Playing Piano by Foot: Charles Ives & Physical Reorientation
Charles Ives (left), pitcher, ca. 1894 |
Charles Ives and I were teen-agers of about the same age. One day I went up on the hill to the Ives house to visit Charlie, and I found him playing a piano. I was astonished to find that he played it with his feet as well as with his hands. All expert piano players use their feet to affect the piano, but I just learned it that day!At first, I thought that Ryder meant simply that Ives was a smooth operator of the pedals, but I have a sense that this isn't what he meant: Ives literally played the piano using his feet.
This particular anecdote stuck with me as an especially memorable instance of experimentalism for its own sake—that is, for the joy of discovery and exploration into the personally unknown. Non-goal-oriented play like this comes up elsewhere in Ives's biographical history; in Ives's Memos, edited by John Kirkpatrick, Ives doesn't admit to playing the piano with his feet, but does mention another childhood memory of experimenting with his physical approach at the piano:
When I was a boy, I played in my father's brass band, usually one of the drums. Except when counting rests, the practising was done on a rubber-top cheese box or on the piano. The snare and bass drum parts were written on the same staff, and there were plenty of dittos. In practising the drum parts on the piano (not on the drum—neighbours' requests), I remember getting tired of using the tonic and dominant and subdominant triads, and Doh and Soh etc. in the bass. So [I] got to trying out sets of notes to go with or take-off the drums—for the snare drum, right-hand notes usually closer together—and for the bass drum, wider chords. They had little to do with the harmony of the piece, and were used only as sound-combinations as such. For the explosive notes or heavy accents in either drum, the fist or flat of the hand was sometimes used, usually longer groups in the right hand than left hand..
...I mention the above, not that in itself it is much, but to show how the human ear (not one but all) will learn to digest and handle sounds, the more they are heard and then understood. In this example, what started as boy's play and in fun, gradually worked into something that had a serious side to it that opened up possibilities—and in some ways sometimes valuable, as the ears got used to and acquainted with these various and many dissonant sound combinations. I remember distinctly, after this habit became a matter of years, that going back to the usual consonant triads, chords, etc., something strong seemed more or less missing (at least quite often, if not always)—(a feeling one has now, only worse, after the usual hotel-, boat-, and summer-garden, and most nice concerts). (42-3)"...what started off as boy's play in fun, gradually worked into something that had a serious side to it that opened up possibilities." As the specter of true adulthood (i.e., the need for financial independence) looms like desert heat behind a glass window, I've been thinking more and more about what this upcoming final semester of school should be. Originally, I was thinking to keep working on getting down the basic proficiencies of a "professional modern mainstream jazz musician," but I've also been reminded to take advantage of the opportunity for aimless (although not necessarily unproductive) play.

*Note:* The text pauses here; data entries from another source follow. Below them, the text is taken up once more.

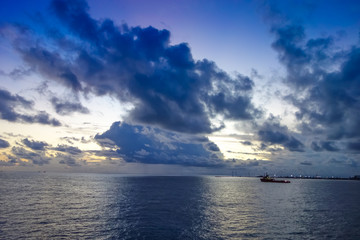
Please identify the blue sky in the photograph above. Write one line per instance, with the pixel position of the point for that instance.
(180, 87)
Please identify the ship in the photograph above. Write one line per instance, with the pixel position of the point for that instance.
(267, 178)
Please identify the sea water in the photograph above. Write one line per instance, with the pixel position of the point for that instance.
(99, 206)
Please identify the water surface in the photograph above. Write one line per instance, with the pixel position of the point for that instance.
(95, 206)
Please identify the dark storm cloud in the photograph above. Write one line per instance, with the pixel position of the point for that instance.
(37, 158)
(167, 87)
(271, 132)
(4, 143)
(35, 145)
(155, 146)
(326, 82)
(67, 108)
(324, 145)
(354, 146)
(306, 163)
(10, 102)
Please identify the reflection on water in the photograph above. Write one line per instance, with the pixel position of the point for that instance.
(73, 206)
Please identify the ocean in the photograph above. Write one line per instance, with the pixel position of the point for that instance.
(100, 206)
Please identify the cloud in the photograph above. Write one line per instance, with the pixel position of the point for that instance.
(325, 81)
(67, 149)
(272, 132)
(37, 158)
(135, 143)
(165, 85)
(67, 160)
(324, 145)
(305, 163)
(67, 108)
(4, 143)
(353, 146)
(9, 104)
(35, 145)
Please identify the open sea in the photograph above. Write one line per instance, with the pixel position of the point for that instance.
(99, 206)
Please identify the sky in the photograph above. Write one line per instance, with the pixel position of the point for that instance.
(180, 87)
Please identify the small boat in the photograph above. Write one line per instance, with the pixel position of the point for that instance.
(267, 178)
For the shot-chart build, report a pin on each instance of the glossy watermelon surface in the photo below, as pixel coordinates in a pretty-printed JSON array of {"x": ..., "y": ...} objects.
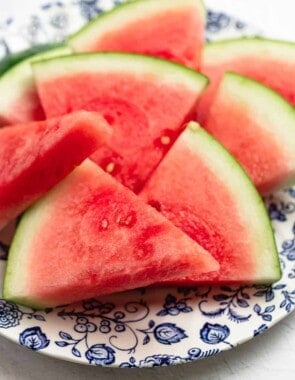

Early tonight, I had the pleasure of improvising freely in a quartet along with some dancers from Boston Conservatory. One dancer mentioned the concept of finding "authentic movement" through their improvisation classes at the conservatory: motions that depart from the standardly taught motions and more closely fit one's physiology and expressive identity. As we embarked on a half-hour improvisation session, I began experimenting with my physical orientation to the instrument and made some discoveries along the way: for instance, I can actually hear what I sound like to others by just turning the neck around and playing with the bell facing myself (maybe the sonic equivalent of seeing oneself in the mirror for the first time). I also found that just by holding the instrument at a different angle (horizontal to the ground, Lester-like, for instance) changes what I tend to play.
I mentioned some of these discoveries to a pianist friend shortly afterward, and he mentioned a similar exercise a teacher had given him wherein he'd sit very low to the ground and somewhat away from the keyboard, then play the piano with his front torso and arms outstretched; he mentioned that playing the piano that way immediately broke some habitual playing tendencies. Has anybody else found radically re-orienting one's physical relationship to the instrument productive or generative of new ideas?